A Highland-led Lyme disease initiative has been given the go ahead to roll out across Scotland and England.
The GP-based scheme aims to capture accurate case numbers as well as making the diagnosis of Lyme disease easier and improving the consistency in the way the disease is managed.
The Lyme disease general practice sentinel scheme’, which is being funded by Pfizer Inc., and is a collaboration between NHS Highland, Scotland’s Rural College (SRUC), and the pharmaceutical company has completed its pilot phase, which involved a trial in 15 GP practices across NHS Highland.
Following positive interim results, the project is now set to be rolled out to GP practices across Scotland and England in the coming weeks.
The roll-out phase of the project aims to recruit a total of 40 practices in Scotland and 10 in England who will be asked to collect data on cases of Lyme disease until the end of 2022.
Dr James Douglas, GP with NHS Highland and the sentinel scheme project lead clinician, said: “The pilot phase of the project indicated that the use of the tool was broadly accepted by GPs who generally found it easy to use and helpful to aid decision making in what can be a tricky diagnostic process. It is important we try to support diagnosis in any way we can since lyme can be easily cured with antibiotics if it is caught early.”

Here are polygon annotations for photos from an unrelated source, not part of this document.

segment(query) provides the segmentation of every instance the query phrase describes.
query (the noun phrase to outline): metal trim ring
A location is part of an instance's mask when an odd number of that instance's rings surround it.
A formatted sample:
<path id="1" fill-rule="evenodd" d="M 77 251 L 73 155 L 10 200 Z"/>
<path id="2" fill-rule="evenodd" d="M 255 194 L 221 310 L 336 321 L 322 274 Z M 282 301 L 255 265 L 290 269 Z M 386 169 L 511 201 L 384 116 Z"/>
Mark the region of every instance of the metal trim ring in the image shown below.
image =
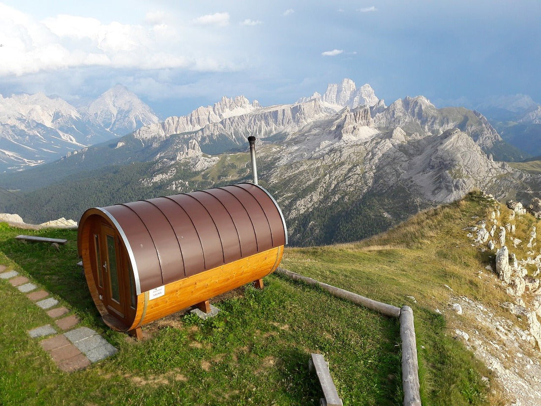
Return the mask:
<path id="1" fill-rule="evenodd" d="M 280 206 L 278 206 L 278 203 L 276 202 L 275 200 L 274 200 L 274 198 L 273 197 L 272 195 L 270 194 L 270 193 L 269 193 L 266 189 L 265 189 L 264 187 L 259 185 L 255 185 L 255 184 L 250 183 L 250 182 L 241 182 L 239 184 L 242 185 L 243 184 L 246 184 L 247 185 L 253 185 L 254 186 L 259 187 L 262 191 L 267 193 L 267 195 L 269 198 L 270 198 L 270 200 L 272 200 L 274 204 L 274 205 L 276 206 L 276 208 L 278 209 L 278 213 L 280 213 L 280 217 L 282 218 L 282 223 L 283 224 L 283 232 L 286 234 L 285 245 L 287 245 L 288 244 L 287 226 L 286 225 L 286 219 L 283 217 L 283 214 L 282 213 L 282 210 L 280 209 Z"/>
<path id="2" fill-rule="evenodd" d="M 102 207 L 96 207 L 96 208 L 100 210 L 102 213 L 107 216 L 109 219 L 113 222 L 113 224 L 115 225 L 115 227 L 116 227 L 117 231 L 118 231 L 118 233 L 122 237 L 122 241 L 124 241 L 124 244 L 126 246 L 126 250 L 128 251 L 128 255 L 130 258 L 130 261 L 131 262 L 131 269 L 134 272 L 134 279 L 135 282 L 135 291 L 138 295 L 141 294 L 141 284 L 139 282 L 139 271 L 137 269 L 137 263 L 135 262 L 135 256 L 134 255 L 133 250 L 131 249 L 131 246 L 130 245 L 130 242 L 128 240 L 128 237 L 126 236 L 126 233 L 124 232 L 124 230 L 122 230 L 122 227 L 120 226 L 120 224 L 118 224 L 118 222 L 116 220 L 116 219 L 114 218 L 113 214 Z"/>

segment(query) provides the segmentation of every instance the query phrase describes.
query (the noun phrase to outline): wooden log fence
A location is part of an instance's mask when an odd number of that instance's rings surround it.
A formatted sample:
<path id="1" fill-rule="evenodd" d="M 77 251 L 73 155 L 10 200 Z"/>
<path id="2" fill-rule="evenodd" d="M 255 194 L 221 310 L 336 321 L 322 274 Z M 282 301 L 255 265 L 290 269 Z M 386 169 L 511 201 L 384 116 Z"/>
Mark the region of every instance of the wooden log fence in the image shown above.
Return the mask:
<path id="1" fill-rule="evenodd" d="M 403 404 L 404 406 L 421 406 L 417 348 L 415 338 L 415 327 L 413 325 L 413 311 L 411 307 L 404 306 L 400 309 L 395 306 L 382 303 L 283 268 L 279 267 L 275 272 L 293 280 L 302 281 L 311 286 L 319 286 L 334 296 L 349 300 L 385 316 L 398 318 L 400 322 L 400 340 L 402 342 L 402 389 L 404 392 Z"/>

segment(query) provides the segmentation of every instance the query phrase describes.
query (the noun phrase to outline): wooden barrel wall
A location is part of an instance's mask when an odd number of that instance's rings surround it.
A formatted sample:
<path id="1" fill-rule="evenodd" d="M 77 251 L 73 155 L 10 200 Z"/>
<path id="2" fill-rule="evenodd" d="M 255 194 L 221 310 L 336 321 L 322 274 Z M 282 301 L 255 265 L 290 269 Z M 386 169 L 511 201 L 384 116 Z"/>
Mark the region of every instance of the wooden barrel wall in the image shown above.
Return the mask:
<path id="1" fill-rule="evenodd" d="M 262 278 L 287 243 L 276 201 L 248 183 L 95 207 L 79 224 L 89 289 L 118 331 Z"/>

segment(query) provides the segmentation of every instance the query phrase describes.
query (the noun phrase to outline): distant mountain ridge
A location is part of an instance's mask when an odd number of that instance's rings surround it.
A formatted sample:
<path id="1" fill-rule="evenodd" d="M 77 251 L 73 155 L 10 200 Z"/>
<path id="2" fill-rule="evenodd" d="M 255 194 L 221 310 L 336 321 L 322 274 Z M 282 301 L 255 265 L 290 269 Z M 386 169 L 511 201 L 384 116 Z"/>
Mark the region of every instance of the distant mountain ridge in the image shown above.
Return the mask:
<path id="1" fill-rule="evenodd" d="M 0 95 L 0 172 L 53 161 L 159 121 L 119 85 L 79 109 L 42 93 Z"/>
<path id="2" fill-rule="evenodd" d="M 359 91 L 352 82 L 292 104 L 222 97 L 0 176 L 0 186 L 22 189 L 32 207 L 56 207 L 48 218 L 77 218 L 89 206 L 249 180 L 254 135 L 260 183 L 280 204 L 290 240 L 303 245 L 367 237 L 474 188 L 501 198 L 516 191 L 519 199 L 540 192 L 541 177 L 499 161 L 509 146 L 480 113 L 438 109 L 422 96 L 387 107 L 369 85 Z"/>
<path id="3" fill-rule="evenodd" d="M 525 158 L 541 154 L 541 105 L 527 95 L 492 97 L 477 106 Z"/>

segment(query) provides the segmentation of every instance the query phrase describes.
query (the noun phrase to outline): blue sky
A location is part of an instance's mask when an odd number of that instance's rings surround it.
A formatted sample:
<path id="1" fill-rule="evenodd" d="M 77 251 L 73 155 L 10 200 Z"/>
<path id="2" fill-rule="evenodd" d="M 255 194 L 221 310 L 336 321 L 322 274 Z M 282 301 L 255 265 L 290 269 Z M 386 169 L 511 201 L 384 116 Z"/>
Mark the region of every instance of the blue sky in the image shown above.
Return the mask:
<path id="1" fill-rule="evenodd" d="M 0 94 L 74 104 L 117 83 L 162 116 L 293 102 L 345 77 L 388 104 L 541 103 L 539 0 L 0 2 Z"/>

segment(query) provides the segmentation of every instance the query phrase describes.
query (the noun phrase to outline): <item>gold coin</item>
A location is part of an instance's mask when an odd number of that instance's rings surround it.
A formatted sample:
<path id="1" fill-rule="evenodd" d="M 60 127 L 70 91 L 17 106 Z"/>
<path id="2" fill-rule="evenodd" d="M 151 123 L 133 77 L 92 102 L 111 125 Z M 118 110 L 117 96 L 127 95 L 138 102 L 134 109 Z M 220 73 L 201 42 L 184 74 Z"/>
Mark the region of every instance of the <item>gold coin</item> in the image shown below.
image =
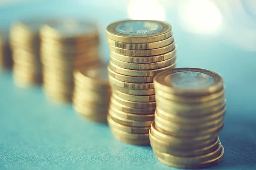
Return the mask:
<path id="1" fill-rule="evenodd" d="M 154 108 L 145 108 L 137 109 L 124 106 L 115 101 L 113 98 L 111 98 L 111 105 L 113 105 L 117 109 L 125 112 L 134 114 L 154 114 L 155 109 Z"/>
<path id="2" fill-rule="evenodd" d="M 113 23 L 106 28 L 107 37 L 126 43 L 163 41 L 172 35 L 172 27 L 162 21 L 128 20 Z"/>
<path id="3" fill-rule="evenodd" d="M 217 134 L 211 134 L 205 136 L 188 137 L 186 136 L 177 136 L 166 134 L 158 130 L 155 126 L 154 122 L 153 121 L 151 125 L 150 130 L 153 136 L 160 140 L 172 143 L 174 145 L 179 144 L 181 146 L 183 145 L 199 144 L 209 140 L 216 138 Z"/>
<path id="4" fill-rule="evenodd" d="M 124 82 L 119 81 L 110 75 L 108 76 L 108 80 L 111 84 L 120 87 L 120 88 L 134 90 L 147 90 L 154 88 L 153 82 L 145 83 L 134 83 L 132 82 Z"/>
<path id="5" fill-rule="evenodd" d="M 225 92 L 224 89 L 209 95 L 202 96 L 177 96 L 165 92 L 161 89 L 155 90 L 156 95 L 161 96 L 166 100 L 182 102 L 183 103 L 198 103 L 205 102 L 214 100 L 223 96 Z"/>
<path id="6" fill-rule="evenodd" d="M 137 102 L 155 102 L 155 95 L 138 96 L 132 95 L 120 92 L 119 91 L 113 91 L 113 94 L 125 100 Z"/>
<path id="7" fill-rule="evenodd" d="M 223 88 L 223 80 L 219 74 L 207 70 L 178 68 L 163 71 L 154 78 L 155 88 L 181 96 L 204 96 Z"/>
<path id="8" fill-rule="evenodd" d="M 155 112 L 155 122 L 156 125 L 160 124 L 163 127 L 166 128 L 170 128 L 175 130 L 186 132 L 186 131 L 204 130 L 218 126 L 220 123 L 222 123 L 224 119 L 224 115 L 220 118 L 207 123 L 197 124 L 180 123 L 177 122 L 165 119 L 160 116 L 157 112 Z"/>
<path id="9" fill-rule="evenodd" d="M 122 93 L 133 95 L 148 96 L 154 94 L 154 89 L 147 90 L 134 90 L 122 88 L 113 85 L 110 85 L 113 90 L 118 91 Z"/>
<path id="10" fill-rule="evenodd" d="M 118 67 L 113 64 L 111 62 L 109 62 L 109 67 L 113 71 L 121 74 L 126 76 L 154 76 L 159 73 L 167 70 L 174 68 L 176 66 L 176 62 L 167 67 L 155 70 L 134 70 L 128 69 Z"/>
<path id="11" fill-rule="evenodd" d="M 157 158 L 160 157 L 168 162 L 178 164 L 200 164 L 202 162 L 208 162 L 218 158 L 222 153 L 222 148 L 223 147 L 221 146 L 221 142 L 219 141 L 218 147 L 213 152 L 205 155 L 192 157 L 175 156 L 169 154 L 161 153 L 154 148 L 153 149 L 153 150 Z"/>
<path id="12" fill-rule="evenodd" d="M 131 133 L 147 133 L 150 128 L 150 127 L 134 127 L 120 124 L 112 120 L 111 116 L 109 114 L 108 115 L 107 118 L 108 125 L 111 128 L 117 129 L 125 132 Z"/>
<path id="13" fill-rule="evenodd" d="M 193 152 L 193 150 L 199 150 L 203 148 L 206 148 L 209 146 L 212 145 L 216 142 L 218 142 L 218 136 L 217 136 L 212 138 L 209 139 L 208 140 L 200 142 L 195 142 L 191 144 L 184 143 L 174 143 L 168 141 L 165 141 L 160 140 L 156 138 L 152 135 L 151 131 L 149 131 L 149 139 L 151 143 L 154 143 L 154 145 L 162 147 L 162 152 L 165 152 L 163 150 L 165 150 L 166 152 L 169 152 L 171 150 L 180 151 L 183 153 L 187 153 L 189 152 Z M 204 150 L 202 150 L 202 151 Z M 160 150 L 159 150 L 160 151 Z"/>
<path id="14" fill-rule="evenodd" d="M 158 55 L 150 57 L 132 57 L 120 55 L 118 54 L 110 51 L 110 57 L 118 60 L 124 62 L 132 63 L 151 63 L 159 62 L 169 59 L 176 56 L 176 48 L 171 51 Z"/>
<path id="15" fill-rule="evenodd" d="M 110 61 L 114 65 L 122 68 L 131 70 L 153 70 L 167 67 L 174 63 L 176 57 L 165 60 L 151 63 L 131 63 L 124 62 L 113 58 L 111 57 Z"/>
<path id="16" fill-rule="evenodd" d="M 214 121 L 224 117 L 226 107 L 225 106 L 221 108 L 219 110 L 213 112 L 211 114 L 198 116 L 187 117 L 167 113 L 158 108 L 157 107 L 155 111 L 155 113 L 157 114 L 162 119 L 166 120 L 170 120 L 179 123 L 189 123 L 192 125 Z"/>
<path id="17" fill-rule="evenodd" d="M 149 50 L 128 50 L 108 45 L 109 50 L 114 53 L 124 56 L 133 57 L 156 56 L 171 51 L 175 48 L 175 47 L 174 42 L 164 47 Z"/>
<path id="18" fill-rule="evenodd" d="M 207 135 L 218 135 L 223 128 L 224 123 L 223 122 L 218 123 L 216 127 L 205 130 L 179 130 L 163 126 L 161 124 L 155 122 L 155 126 L 157 129 L 165 134 L 175 136 L 186 137 L 196 137 L 204 136 Z"/>
<path id="19" fill-rule="evenodd" d="M 144 108 L 155 108 L 156 102 L 136 102 L 129 101 L 123 99 L 114 94 L 112 94 L 111 98 L 116 100 L 118 103 L 125 106 L 130 107 L 138 109 L 143 109 Z"/>
<path id="20" fill-rule="evenodd" d="M 149 135 L 150 145 L 154 150 L 160 152 L 180 157 L 197 156 L 207 154 L 214 151 L 217 148 L 219 142 L 219 140 L 216 140 L 213 144 L 205 147 L 189 150 L 180 150 L 177 148 L 177 147 L 173 149 L 173 146 L 169 147 L 169 146 L 168 145 L 159 145 L 159 143 L 155 142 L 155 141 L 152 139 L 152 137 Z"/>
<path id="21" fill-rule="evenodd" d="M 125 112 L 117 109 L 111 105 L 109 108 L 109 112 L 111 112 L 115 115 L 123 119 L 135 121 L 153 121 L 154 119 L 154 114 L 137 114 Z M 150 125 L 148 126 L 150 126 Z"/>
<path id="22" fill-rule="evenodd" d="M 122 125 L 136 127 L 150 127 L 152 120 L 138 121 L 128 119 L 119 116 L 111 109 L 109 109 L 108 113 L 111 116 L 112 120 Z"/>
<path id="23" fill-rule="evenodd" d="M 117 80 L 124 82 L 137 83 L 151 82 L 153 82 L 153 79 L 154 78 L 154 76 L 148 77 L 137 77 L 128 76 L 121 74 L 115 72 L 111 70 L 109 67 L 109 66 L 108 67 L 108 71 L 109 76 L 111 76 Z"/>

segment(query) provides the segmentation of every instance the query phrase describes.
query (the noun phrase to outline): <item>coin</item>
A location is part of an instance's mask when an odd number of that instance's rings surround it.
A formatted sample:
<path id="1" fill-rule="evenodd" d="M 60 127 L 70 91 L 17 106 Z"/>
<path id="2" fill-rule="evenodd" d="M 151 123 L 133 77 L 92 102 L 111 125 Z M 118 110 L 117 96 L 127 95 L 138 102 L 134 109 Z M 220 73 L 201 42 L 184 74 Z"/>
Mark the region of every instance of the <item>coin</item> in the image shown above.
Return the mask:
<path id="1" fill-rule="evenodd" d="M 150 127 L 135 127 L 125 126 L 116 122 L 112 120 L 111 116 L 107 116 L 108 122 L 112 128 L 115 128 L 120 130 L 131 133 L 147 133 L 148 132 Z"/>
<path id="2" fill-rule="evenodd" d="M 155 102 L 155 95 L 154 95 L 148 96 L 132 95 L 116 91 L 113 91 L 113 93 L 119 97 L 126 100 L 137 102 Z"/>
<path id="3" fill-rule="evenodd" d="M 223 80 L 218 74 L 195 68 L 179 68 L 159 74 L 154 78 L 155 88 L 173 94 L 200 96 L 223 88 Z"/>
<path id="4" fill-rule="evenodd" d="M 176 60 L 176 57 L 160 61 L 150 63 L 131 63 L 124 62 L 114 58 L 111 57 L 110 61 L 114 65 L 119 66 L 131 70 L 153 70 L 167 67 L 174 63 Z"/>
<path id="5" fill-rule="evenodd" d="M 152 56 L 162 54 L 172 51 L 175 47 L 174 42 L 164 47 L 149 50 L 128 50 L 108 45 L 110 50 L 114 53 L 124 56 L 133 57 Z"/>
<path id="6" fill-rule="evenodd" d="M 174 68 L 176 66 L 176 62 L 163 68 L 148 70 L 134 70 L 124 68 L 114 65 L 111 62 L 109 62 L 109 65 L 111 69 L 121 74 L 135 76 L 154 76 L 164 71 Z"/>
<path id="7" fill-rule="evenodd" d="M 109 25 L 106 34 L 114 41 L 137 43 L 162 41 L 172 33 L 171 26 L 162 21 L 128 20 Z"/>

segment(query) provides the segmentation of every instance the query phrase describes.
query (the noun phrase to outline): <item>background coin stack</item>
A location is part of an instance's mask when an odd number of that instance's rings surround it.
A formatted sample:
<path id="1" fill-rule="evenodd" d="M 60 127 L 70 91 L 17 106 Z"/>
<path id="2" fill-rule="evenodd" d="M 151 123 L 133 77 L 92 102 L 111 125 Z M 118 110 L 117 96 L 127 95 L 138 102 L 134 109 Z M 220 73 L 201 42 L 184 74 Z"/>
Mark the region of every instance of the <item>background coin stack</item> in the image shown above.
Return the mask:
<path id="1" fill-rule="evenodd" d="M 44 86 L 53 102 L 71 102 L 73 71 L 99 62 L 99 35 L 95 25 L 56 20 L 40 32 Z"/>
<path id="2" fill-rule="evenodd" d="M 112 95 L 108 119 L 114 137 L 149 144 L 156 108 L 153 78 L 175 66 L 172 27 L 157 21 L 126 20 L 107 27 Z"/>
<path id="3" fill-rule="evenodd" d="M 0 32 L 0 69 L 11 68 L 12 57 L 9 44 L 9 33 Z"/>
<path id="4" fill-rule="evenodd" d="M 74 74 L 73 106 L 86 119 L 107 122 L 111 90 L 107 65 L 96 64 Z"/>
<path id="5" fill-rule="evenodd" d="M 154 79 L 157 109 L 149 131 L 158 159 L 181 168 L 209 167 L 220 162 L 224 149 L 218 134 L 223 127 L 223 81 L 213 72 L 179 68 Z"/>
<path id="6" fill-rule="evenodd" d="M 39 31 L 40 20 L 19 21 L 11 28 L 10 43 L 14 61 L 15 83 L 28 87 L 42 82 Z"/>

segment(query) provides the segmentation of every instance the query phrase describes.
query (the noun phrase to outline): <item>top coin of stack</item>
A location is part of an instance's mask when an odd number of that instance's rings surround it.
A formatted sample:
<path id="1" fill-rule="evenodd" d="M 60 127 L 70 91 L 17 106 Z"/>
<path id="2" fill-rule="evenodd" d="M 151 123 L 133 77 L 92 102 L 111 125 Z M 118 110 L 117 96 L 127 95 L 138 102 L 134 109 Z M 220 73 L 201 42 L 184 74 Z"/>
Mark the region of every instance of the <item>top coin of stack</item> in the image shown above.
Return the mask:
<path id="1" fill-rule="evenodd" d="M 108 117 L 114 136 L 149 144 L 156 104 L 153 78 L 176 65 L 176 48 L 169 24 L 125 20 L 106 29 L 110 50 L 109 79 L 112 96 Z"/>
<path id="2" fill-rule="evenodd" d="M 180 168 L 209 167 L 224 149 L 218 136 L 224 126 L 223 81 L 216 73 L 179 68 L 154 78 L 157 109 L 149 131 L 158 159 Z"/>
<path id="3" fill-rule="evenodd" d="M 54 102 L 72 100 L 73 71 L 99 61 L 99 34 L 92 23 L 56 20 L 41 31 L 44 86 Z"/>
<path id="4" fill-rule="evenodd" d="M 96 64 L 74 73 L 73 106 L 86 119 L 107 122 L 111 90 L 105 64 Z"/>
<path id="5" fill-rule="evenodd" d="M 9 35 L 7 31 L 0 32 L 0 69 L 10 68 L 12 66 Z"/>
<path id="6" fill-rule="evenodd" d="M 43 23 L 40 20 L 21 21 L 11 28 L 14 78 L 18 86 L 27 87 L 42 82 L 39 31 Z"/>

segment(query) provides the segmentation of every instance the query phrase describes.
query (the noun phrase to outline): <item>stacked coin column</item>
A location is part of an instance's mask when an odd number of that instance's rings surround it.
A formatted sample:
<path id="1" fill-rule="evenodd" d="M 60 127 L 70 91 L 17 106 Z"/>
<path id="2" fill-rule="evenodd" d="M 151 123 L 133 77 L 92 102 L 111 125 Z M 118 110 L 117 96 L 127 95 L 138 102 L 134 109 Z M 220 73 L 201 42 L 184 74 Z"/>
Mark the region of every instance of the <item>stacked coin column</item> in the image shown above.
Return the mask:
<path id="1" fill-rule="evenodd" d="M 53 102 L 71 102 L 73 71 L 99 62 L 97 28 L 80 21 L 56 20 L 40 33 L 45 93 Z"/>
<path id="2" fill-rule="evenodd" d="M 172 27 L 160 21 L 127 20 L 109 25 L 106 33 L 111 51 L 111 130 L 119 140 L 149 144 L 156 108 L 153 78 L 175 66 Z"/>
<path id="3" fill-rule="evenodd" d="M 9 34 L 0 32 L 0 69 L 12 67 L 12 57 L 9 43 Z"/>
<path id="4" fill-rule="evenodd" d="M 19 86 L 27 87 L 42 82 L 39 37 L 41 24 L 40 20 L 20 21 L 11 28 L 14 79 Z"/>
<path id="5" fill-rule="evenodd" d="M 218 135 L 226 102 L 221 76 L 207 70 L 179 68 L 157 74 L 154 87 L 157 109 L 149 137 L 157 159 L 188 169 L 220 162 L 224 149 Z"/>
<path id="6" fill-rule="evenodd" d="M 107 67 L 97 64 L 74 74 L 73 106 L 78 115 L 87 120 L 107 122 L 111 94 Z"/>

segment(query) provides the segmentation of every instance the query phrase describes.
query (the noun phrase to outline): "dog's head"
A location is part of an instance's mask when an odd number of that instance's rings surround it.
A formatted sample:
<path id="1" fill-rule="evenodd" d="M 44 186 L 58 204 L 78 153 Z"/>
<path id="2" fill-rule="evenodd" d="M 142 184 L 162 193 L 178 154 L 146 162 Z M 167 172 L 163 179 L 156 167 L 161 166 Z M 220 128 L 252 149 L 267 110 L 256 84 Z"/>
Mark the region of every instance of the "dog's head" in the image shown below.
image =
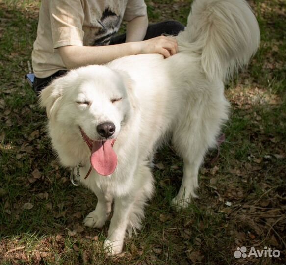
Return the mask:
<path id="1" fill-rule="evenodd" d="M 50 127 L 83 138 L 91 150 L 93 166 L 96 159 L 92 156 L 97 156 L 96 163 L 100 163 L 99 159 L 106 159 L 103 155 L 105 151 L 113 159 L 112 141 L 133 111 L 131 87 L 125 73 L 104 66 L 81 67 L 45 88 L 40 94 L 40 104 L 46 108 Z"/>

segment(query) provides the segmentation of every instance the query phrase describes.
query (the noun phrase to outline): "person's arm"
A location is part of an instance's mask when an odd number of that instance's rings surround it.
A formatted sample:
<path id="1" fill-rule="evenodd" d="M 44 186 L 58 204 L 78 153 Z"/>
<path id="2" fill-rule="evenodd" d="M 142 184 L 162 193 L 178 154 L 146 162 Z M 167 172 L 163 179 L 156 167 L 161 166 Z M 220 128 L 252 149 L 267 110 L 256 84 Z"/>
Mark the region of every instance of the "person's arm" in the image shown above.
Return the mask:
<path id="1" fill-rule="evenodd" d="M 178 52 L 177 41 L 160 36 L 143 41 L 104 46 L 69 45 L 57 48 L 68 69 L 90 64 L 107 63 L 117 58 L 144 53 L 160 53 L 167 58 Z"/>

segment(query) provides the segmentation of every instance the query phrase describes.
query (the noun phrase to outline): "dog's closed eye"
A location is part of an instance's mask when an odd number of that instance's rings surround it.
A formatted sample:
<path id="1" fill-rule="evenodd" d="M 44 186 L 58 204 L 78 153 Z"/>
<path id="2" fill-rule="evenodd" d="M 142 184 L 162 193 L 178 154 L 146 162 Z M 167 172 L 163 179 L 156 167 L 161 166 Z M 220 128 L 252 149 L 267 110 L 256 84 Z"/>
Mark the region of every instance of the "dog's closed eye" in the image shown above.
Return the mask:
<path id="1" fill-rule="evenodd" d="M 122 99 L 122 98 L 114 98 L 113 99 L 111 99 L 110 101 L 111 102 L 111 103 L 115 103 L 115 102 L 120 101 Z"/>
<path id="2" fill-rule="evenodd" d="M 78 104 L 80 105 L 90 105 L 90 102 L 87 100 L 84 100 L 82 101 L 76 101 L 76 102 Z"/>

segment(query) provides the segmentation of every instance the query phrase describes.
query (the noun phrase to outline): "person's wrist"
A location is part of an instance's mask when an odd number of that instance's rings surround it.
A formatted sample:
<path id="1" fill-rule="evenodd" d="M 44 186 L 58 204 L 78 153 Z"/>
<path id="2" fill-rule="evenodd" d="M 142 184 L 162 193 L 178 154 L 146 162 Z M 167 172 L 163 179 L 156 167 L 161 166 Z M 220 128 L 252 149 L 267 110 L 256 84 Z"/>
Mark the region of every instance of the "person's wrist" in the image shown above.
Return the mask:
<path id="1" fill-rule="evenodd" d="M 141 54 L 143 53 L 142 42 L 134 41 L 129 42 L 132 54 L 133 55 Z"/>

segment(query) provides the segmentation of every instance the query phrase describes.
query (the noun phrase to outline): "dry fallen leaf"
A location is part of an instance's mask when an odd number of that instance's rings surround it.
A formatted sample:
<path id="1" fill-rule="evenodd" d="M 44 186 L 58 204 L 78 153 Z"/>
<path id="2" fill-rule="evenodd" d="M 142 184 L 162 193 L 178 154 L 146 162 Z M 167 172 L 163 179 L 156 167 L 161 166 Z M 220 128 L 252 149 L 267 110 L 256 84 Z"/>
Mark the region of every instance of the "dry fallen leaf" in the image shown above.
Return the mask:
<path id="1" fill-rule="evenodd" d="M 30 210 L 34 207 L 34 205 L 32 205 L 30 203 L 24 203 L 23 206 L 22 206 L 22 209 L 27 209 L 27 210 Z"/>
<path id="2" fill-rule="evenodd" d="M 32 176 L 36 179 L 39 179 L 41 178 L 41 173 L 37 168 L 36 168 L 32 172 Z"/>

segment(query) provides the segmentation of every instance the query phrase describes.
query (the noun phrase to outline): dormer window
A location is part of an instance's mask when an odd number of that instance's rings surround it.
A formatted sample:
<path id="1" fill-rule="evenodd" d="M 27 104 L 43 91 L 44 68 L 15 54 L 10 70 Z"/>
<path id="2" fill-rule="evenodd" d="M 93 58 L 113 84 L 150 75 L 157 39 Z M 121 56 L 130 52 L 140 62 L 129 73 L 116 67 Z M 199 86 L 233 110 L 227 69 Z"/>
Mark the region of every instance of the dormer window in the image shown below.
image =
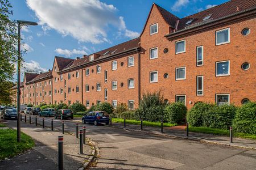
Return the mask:
<path id="1" fill-rule="evenodd" d="M 150 26 L 150 35 L 153 35 L 158 32 L 158 23 Z"/>

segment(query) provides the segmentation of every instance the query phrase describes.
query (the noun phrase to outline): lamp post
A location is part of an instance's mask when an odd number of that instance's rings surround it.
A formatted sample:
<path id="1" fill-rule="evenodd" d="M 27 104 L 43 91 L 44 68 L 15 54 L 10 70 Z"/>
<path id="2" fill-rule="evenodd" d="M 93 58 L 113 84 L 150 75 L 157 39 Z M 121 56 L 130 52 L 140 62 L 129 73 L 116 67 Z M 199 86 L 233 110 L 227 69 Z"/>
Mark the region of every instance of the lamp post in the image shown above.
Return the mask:
<path id="1" fill-rule="evenodd" d="M 20 142 L 20 25 L 22 26 L 37 26 L 38 23 L 26 20 L 17 20 L 18 23 L 18 84 L 17 84 L 17 141 Z"/>

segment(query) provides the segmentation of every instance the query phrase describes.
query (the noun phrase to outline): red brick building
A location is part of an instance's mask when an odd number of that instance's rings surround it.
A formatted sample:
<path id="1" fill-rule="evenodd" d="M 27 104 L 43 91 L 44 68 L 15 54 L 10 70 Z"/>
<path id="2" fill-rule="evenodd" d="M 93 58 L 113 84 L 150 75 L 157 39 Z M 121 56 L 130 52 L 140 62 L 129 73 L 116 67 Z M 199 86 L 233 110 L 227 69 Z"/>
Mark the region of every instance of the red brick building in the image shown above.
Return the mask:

Practices taking part in the scheme receive a Lyme specific training package as well as being provided with a digital guidance and data capture tool, which helps to guide clinicians through a consultation when Lyme disease is suspected or has been confirmed via a blood test.
Lyme disease can develop if someone is bitten by a tick infected with the Lyme causing bacteria.
It can be difficult to diagnose as patients with the disease often visit their GP with a rash that can vary widely in its presentation, or with a range of vague and seemingly unrelated symptoms. Patients often have no recollection of a tick bite.
NHS Highland project manager, Sam Holden said: “Our initial results show that we can collect good quality data on Lyme disease cases in general practice.
“This means we can capture all the cases that are diagnosed by GPs based on clinical history as well as those diagnosed via laboratory blood test results, supporting evidence that the number of cases reported has, until now, represented an underestimation.”
It is the team’s expectation that this project will give the most accurate estimate to date of the number of new cases of early Lyme disease in a sample of the UK population and may help lead to better understanding of the epidemiology of the disease.
Dr Douglas added: “It is important that we have a clear understanding of the scale of the problem and that we can identify risk factors associated with Lyme disease.
“This will help direct public education in the prevention of Lyme disease and aid early diagnosis so that people can enjoy and gain health benefits from outdoor activity while minimising the risk of Lyme.”